Dogo dogfood ban lifted

Latvia's State Food and Veterinary Service (PVD) said October 2 it had lifted restrictions on 'Dogo' brand dogfood, claiming that a foul-up in a Danish laboratory was responsible for earlier results suggesting it was potentially unsafe.

"The Food and Veterinary Service has abolished all the restrictions imposed on 'Dogo' and the cat food 'Nauňau' and the distribution of raw materials of the company "Tukuma Straume", as the result of analysis obtained from an Austrian Laboratory (Osterreichische Agentur fur Gesundheit und Ernarungsicherheit GmbH) that urea has not been detected in the tested feed samples," the PVD said.
 
As previously reported by LSM, Tukuma Straume is the manufacturer of Dogo and Nauňau. For well over a year, the company has been at the center of a controversy with some veterinarians claiming a causal link between Dogo dogfood and increased incidence of an abnormally enlarged esophagus in dogs, sometimes with fatal results.
 
The company has denied the link, but in August was back in the headlines when tests showed unacceptably high levels of urea in certain batches of Dogo. As a result, restrictions were placed on sales of certain flavors.
 
However, in its October 2 release, the PVD says the tests that found the problem were flawed.
 

"In the Austrian laboratory, testing was carried out using two methods. In one case, the urea content was determined by measuring the optical density at 420 nm wavelengths, while in the second case, as required by European Commission legislation, this was determined by measuring the optical density at 435 nm," the PVD said.
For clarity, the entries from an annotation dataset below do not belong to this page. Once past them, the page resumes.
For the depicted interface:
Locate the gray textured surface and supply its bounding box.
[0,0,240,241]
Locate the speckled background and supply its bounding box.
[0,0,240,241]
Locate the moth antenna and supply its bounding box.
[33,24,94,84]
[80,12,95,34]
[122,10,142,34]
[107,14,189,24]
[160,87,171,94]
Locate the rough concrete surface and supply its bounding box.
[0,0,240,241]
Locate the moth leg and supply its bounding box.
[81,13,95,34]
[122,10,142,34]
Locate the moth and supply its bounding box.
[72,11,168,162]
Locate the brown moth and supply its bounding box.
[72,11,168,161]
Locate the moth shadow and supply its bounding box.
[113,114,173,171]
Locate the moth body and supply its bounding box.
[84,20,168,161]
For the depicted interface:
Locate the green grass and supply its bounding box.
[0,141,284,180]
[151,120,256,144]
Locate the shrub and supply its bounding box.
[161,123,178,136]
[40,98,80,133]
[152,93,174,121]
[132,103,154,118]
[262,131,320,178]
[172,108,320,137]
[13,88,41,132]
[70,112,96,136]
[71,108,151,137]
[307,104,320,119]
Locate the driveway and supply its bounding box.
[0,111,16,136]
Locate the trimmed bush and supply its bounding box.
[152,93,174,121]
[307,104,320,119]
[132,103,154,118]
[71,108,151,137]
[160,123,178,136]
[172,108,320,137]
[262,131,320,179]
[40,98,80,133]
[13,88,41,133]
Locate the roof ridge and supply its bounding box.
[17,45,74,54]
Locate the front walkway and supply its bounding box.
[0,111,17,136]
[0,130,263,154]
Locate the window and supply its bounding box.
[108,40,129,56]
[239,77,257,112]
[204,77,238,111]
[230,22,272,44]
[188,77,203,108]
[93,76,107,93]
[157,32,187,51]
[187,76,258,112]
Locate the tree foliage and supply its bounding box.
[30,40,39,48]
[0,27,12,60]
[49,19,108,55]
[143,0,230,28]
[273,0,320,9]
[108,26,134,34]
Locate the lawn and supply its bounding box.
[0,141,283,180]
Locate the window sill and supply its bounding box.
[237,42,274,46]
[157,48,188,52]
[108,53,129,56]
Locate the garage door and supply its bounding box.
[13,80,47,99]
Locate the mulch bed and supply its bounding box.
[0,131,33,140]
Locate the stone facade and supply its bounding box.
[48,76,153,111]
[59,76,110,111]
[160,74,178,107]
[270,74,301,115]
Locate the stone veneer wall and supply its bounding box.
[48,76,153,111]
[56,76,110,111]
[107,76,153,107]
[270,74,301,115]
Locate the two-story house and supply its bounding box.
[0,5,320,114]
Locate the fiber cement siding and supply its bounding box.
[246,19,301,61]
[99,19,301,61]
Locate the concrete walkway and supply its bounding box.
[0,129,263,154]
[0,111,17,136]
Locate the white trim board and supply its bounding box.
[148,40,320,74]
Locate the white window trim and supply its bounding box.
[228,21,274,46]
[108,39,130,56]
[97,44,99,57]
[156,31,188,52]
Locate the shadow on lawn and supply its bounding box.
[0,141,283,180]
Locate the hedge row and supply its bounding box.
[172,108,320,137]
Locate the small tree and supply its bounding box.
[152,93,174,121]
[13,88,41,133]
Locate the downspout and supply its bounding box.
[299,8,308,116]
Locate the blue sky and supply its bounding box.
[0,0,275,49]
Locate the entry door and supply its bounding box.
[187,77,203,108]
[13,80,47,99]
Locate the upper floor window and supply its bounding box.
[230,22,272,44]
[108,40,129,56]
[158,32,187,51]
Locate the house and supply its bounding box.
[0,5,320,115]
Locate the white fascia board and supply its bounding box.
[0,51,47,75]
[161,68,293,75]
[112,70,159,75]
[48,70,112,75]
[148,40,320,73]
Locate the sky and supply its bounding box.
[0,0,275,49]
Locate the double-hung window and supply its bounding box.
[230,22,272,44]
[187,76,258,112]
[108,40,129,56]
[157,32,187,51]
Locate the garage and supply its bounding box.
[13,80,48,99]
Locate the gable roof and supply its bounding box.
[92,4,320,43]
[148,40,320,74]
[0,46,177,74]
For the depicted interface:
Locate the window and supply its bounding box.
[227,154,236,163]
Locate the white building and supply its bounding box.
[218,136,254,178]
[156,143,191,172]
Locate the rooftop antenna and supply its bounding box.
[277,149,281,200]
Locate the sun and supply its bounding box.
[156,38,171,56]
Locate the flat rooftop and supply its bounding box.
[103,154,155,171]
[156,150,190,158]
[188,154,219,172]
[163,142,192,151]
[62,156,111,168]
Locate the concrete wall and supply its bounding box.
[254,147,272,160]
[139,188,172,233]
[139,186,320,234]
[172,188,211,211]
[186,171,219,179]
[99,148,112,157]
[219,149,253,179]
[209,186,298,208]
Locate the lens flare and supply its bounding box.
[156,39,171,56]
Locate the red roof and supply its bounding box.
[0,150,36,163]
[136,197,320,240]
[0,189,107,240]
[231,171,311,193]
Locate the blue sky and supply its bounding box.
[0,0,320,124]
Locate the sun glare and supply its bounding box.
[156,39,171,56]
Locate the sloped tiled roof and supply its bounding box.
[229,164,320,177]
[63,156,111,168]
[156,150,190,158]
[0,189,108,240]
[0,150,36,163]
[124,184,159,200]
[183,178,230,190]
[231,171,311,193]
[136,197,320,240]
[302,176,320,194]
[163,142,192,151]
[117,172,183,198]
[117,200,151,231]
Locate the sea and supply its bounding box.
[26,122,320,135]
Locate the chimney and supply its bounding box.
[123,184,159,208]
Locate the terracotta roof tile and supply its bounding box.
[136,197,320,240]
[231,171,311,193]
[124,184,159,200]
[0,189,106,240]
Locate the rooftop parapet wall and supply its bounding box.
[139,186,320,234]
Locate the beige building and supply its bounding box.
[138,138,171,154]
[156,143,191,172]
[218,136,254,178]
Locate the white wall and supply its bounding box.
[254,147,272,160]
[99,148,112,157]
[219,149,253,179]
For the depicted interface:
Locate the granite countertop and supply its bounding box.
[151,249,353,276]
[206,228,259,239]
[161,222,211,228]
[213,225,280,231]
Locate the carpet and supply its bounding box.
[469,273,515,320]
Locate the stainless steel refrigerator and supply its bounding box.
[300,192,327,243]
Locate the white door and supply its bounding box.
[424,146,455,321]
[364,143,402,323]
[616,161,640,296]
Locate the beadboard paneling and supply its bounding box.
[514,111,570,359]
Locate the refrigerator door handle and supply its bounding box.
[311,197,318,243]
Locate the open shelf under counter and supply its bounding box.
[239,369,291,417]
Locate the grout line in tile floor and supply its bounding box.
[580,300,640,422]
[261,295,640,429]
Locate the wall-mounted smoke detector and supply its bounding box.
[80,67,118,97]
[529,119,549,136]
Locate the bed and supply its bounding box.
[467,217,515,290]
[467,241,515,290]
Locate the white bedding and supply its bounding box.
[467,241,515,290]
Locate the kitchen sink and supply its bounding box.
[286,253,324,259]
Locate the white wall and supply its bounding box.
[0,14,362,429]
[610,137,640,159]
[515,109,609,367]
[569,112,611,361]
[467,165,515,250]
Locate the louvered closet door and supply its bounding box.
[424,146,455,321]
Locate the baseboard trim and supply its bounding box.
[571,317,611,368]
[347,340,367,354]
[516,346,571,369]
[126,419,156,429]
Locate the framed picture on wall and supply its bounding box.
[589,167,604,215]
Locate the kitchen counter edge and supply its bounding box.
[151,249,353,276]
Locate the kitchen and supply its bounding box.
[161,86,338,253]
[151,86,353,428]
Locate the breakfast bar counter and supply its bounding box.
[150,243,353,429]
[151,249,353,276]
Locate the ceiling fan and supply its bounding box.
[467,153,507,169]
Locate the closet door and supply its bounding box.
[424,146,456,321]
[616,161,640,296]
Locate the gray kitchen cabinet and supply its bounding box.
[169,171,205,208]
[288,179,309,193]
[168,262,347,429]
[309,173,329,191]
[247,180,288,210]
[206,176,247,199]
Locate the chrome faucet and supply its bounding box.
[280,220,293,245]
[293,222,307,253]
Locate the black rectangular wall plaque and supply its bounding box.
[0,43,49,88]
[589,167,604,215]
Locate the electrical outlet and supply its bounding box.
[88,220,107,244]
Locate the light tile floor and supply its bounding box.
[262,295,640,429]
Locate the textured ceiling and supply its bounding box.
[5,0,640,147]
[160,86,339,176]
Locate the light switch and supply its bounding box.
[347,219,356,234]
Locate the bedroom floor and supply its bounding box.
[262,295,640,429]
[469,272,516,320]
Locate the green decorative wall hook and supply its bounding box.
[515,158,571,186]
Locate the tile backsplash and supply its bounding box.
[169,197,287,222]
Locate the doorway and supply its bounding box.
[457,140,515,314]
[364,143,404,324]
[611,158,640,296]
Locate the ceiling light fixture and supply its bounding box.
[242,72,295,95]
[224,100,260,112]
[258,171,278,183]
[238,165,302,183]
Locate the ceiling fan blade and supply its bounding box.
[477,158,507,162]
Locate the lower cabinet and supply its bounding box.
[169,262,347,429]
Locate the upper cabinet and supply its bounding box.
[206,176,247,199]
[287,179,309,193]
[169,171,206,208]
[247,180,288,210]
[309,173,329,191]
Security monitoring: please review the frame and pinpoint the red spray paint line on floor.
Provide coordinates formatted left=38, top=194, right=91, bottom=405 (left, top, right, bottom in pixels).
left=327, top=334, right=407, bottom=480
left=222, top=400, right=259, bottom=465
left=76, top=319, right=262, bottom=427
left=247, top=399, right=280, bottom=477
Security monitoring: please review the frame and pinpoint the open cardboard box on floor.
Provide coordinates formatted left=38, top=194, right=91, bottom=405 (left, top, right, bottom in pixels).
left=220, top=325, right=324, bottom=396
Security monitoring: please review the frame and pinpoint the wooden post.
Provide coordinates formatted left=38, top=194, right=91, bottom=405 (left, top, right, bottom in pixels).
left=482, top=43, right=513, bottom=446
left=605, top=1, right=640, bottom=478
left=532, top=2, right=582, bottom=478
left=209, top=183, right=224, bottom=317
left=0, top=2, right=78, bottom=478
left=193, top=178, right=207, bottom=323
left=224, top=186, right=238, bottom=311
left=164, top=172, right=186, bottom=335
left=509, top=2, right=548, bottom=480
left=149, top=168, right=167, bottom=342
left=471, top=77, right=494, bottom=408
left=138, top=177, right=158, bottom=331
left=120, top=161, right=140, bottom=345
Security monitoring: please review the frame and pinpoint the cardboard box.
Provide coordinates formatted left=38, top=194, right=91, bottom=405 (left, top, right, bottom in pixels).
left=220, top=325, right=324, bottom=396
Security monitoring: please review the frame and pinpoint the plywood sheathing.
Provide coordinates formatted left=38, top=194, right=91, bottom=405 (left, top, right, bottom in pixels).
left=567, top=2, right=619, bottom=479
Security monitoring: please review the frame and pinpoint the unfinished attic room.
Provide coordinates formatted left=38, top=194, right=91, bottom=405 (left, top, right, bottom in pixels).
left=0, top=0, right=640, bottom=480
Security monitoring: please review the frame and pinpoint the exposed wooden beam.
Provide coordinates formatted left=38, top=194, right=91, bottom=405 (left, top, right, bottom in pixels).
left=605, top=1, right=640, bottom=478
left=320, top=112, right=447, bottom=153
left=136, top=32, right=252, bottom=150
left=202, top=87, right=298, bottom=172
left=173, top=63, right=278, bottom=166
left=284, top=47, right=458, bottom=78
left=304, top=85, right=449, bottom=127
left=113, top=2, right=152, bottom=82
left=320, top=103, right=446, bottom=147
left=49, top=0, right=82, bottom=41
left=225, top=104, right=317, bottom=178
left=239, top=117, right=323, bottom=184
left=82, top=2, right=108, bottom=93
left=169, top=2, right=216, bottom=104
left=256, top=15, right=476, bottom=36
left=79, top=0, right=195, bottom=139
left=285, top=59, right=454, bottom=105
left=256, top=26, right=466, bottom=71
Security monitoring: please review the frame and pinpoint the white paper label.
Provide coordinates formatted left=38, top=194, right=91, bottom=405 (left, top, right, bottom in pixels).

"The results of the analytical results obtained from the Austrian laboratory indicate that the presence of urea in samples was not detected by examining feed samples by the prescribed method, i.e., measuring the optical density at 435 nm." 

The PVD did not say whether urea had been discovered at 420 nm wavelengths in the Austrian tests but said samples tested earlier by a Danish laboratory (Fødevarestyrelsens Laboratorie Aarhus) which detected urea had obtained results with "mistakes in the testing method."

"The Danish laboratory has unofficially confirmed that, in examining the samples of feed produced by the company Tukuma Straume, it has made a mistake in its chosen testing method," the PVD said, adding that the Danish laboratory had apologized.